A common misconception about electronic based music is that if it isn’t being played in a dance club with a couple hundred sweaty bodies out on the floor shaking their asses to it, then it isn’t worth hearing. A shame, considering that there have been just as many albums that don’t feature four on the floor beats and fat bass lines that are steeped in electronica that don’t require you to do anything but listen. Certainly Kraftwerk, one of the earliest purveyors of the electronic music medium, got this point across well with their classic Autobahn album released in the early ‘70s. The German based outfit would also go on to forge cornerstones of techno and dance music, and be sampled by tons of DJs and rappers.
So from those early phases of electronica came such basic elements of techno, which itself then split off into a myriad of forms like ambient, transient, drum & bass, jungle, house, acid jazz, and countless other mutations. The electronic artists who didn’t feel comfortable within the confines of a typical house groove, with its faceless vocals, stock piano riffs, and a steady BPM that had as much to do with disco as it did Kraftwerk, would often settle down into the more esoteric genres such as ambient that allowed the composer to create a sonic work much like an abstract painter might do with his canvas. Music to sit down and ponder upon, create your own images for and draw your own translations from. Brian Eno was one of the first to work with ambient textures, releasing albums like Music for Airports in the mid-‘70s.
A myriad of artists have followed those blueprints throughout the decades since. Transient, from Philadelphia Pennsylvania has recently released The Conceptual World Is Losing Its Grip. This is another thing that should certainly be addressed about the electronic music medium. There are often concepts within the albums and sounds that attempt to bring about a message of the world, its people, and even the universe coming together as one and breaking free from societal constraints. Perhaps this is an ironic trait, given that some music purists would argue that electronica is not relevant simply because it isn’t played out on organic instruments. Within the machine made music the message of unity and understanding exists. The purists scoff, pondering just how something like that could be.

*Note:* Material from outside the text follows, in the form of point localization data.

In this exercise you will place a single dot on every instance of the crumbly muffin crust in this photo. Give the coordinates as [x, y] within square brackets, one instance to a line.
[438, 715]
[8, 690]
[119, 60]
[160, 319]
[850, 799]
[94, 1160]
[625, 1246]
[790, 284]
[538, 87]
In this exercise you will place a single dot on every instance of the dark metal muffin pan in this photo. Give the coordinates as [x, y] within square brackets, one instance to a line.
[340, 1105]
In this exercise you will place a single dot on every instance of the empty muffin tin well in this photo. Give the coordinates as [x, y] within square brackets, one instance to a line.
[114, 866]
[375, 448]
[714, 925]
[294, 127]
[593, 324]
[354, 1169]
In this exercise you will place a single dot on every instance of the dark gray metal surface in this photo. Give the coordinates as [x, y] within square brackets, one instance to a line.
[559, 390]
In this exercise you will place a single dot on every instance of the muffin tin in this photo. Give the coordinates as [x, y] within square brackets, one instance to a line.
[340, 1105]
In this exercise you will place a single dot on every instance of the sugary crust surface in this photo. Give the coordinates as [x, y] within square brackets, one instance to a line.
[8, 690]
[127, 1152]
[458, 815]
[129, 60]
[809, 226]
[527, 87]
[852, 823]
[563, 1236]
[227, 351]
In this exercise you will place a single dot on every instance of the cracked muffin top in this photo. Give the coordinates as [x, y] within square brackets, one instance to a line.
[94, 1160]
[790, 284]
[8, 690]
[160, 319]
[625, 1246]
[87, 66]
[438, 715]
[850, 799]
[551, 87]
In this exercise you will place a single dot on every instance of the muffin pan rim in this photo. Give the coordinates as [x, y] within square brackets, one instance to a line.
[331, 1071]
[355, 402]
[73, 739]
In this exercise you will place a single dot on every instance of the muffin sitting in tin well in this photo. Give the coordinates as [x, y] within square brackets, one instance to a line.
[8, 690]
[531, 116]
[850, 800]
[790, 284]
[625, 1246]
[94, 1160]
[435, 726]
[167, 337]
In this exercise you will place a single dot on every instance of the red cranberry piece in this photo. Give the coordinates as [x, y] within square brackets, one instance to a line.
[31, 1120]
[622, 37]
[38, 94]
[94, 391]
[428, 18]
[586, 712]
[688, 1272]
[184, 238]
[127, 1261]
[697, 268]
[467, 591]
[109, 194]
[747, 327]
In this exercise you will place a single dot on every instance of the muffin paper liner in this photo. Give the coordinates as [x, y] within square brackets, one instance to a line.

After all this time, one would think that these detractors would finally give it up. After all, there have been countless horrible albums created with guitars and drums.
So how does Transient’s music stack up outside of the club? Well enough, though this album does tend to peter out before the ending arrives, a plague that often accompanies such albums. Oft-times, the best tracks will be shifted towards the front of the disc, and that certainly seems to be the case here. Opening with the title track, the album begins on a lush note, with plenty of quick, scattershot beats and an East Asian melody that is both transfixing and influential enough on the old toes to set them tapping. This then blends into the track “Current 2” that seemingly does the undoable by taking what sounds like an old cheap Casio or Yamaha keyboard and making it sound terrific. The melody line that is played off the instrument has those old tones similar to those musical doorbells that were once all the rage.
“Winter Eyes” pursues a lush tone, exposing a harp-like melody line, slower rhythm, and strings and buzzing noises that alternately shift about the aural picture. The interestingly titled “It’s not for you, it’s for the cat” starts out rather annoyingly, sounding like nothing more than some old video game music gone berserk, before finally settling in on a bouncing melody full of squiggles and what sounds like electronic water droplets. Give Transient credit for trying out different things on all these tracks, even if the sounds themselves come across as a bit too similar, in that they keyboard tones and beats don’t seem to vary too much even though the tracks as a whole do tend to branch out in different directions.
Still, the whirring, buzzing beats and swirling tones of “Geooeg” make for pleasant listening. However, “Animal Laws” with its repeated, sped up vocal sample declaring “Animal laws have survived it again”, The Conceptual World starts to lose its own grip on the listener as the tune seemingly regurgitates all the tracks that came before it. By this time, the slippery beats have been used up and the electronic squiggling doesn’t seem to break any new ground. The nearly nine minute “Night Vision” continues along, though, on the same patterns of doorbell-like tones and mechanical beats. Perhaps if this album had just been a five track EP it could have been stronger, but the latter half of the album only echoes the first half, and weakly at that.
Transient does pull one more trick out of its hat before the disc ends. The jazzy “On the Edge of Time” features some nice piano melodies and a soulful groove. And that is exactly where this album should have ended, rather than going on back into “Algae” that repeats the earlier formulas, and “Intermission” whose drum beats sound too distorted and bombastic.
Had Transient had a little more differentiating tonal and melody work going on here, then this album could have been successful throughout. Unfortunately, only the first half is strong before going into an autopilot setting and backtracking over itself. There’s nothing bad at all about the music itself. It is enjoyable and provides a good backdrop to driving around or sitting around and reading or just relaxing. But it would have been nice had it expanded just a little, allowing its palette to continue along the path upon which it began. The Conceptual World Is Losing Its Grip is pleasant enough without being terribly groundbreaking.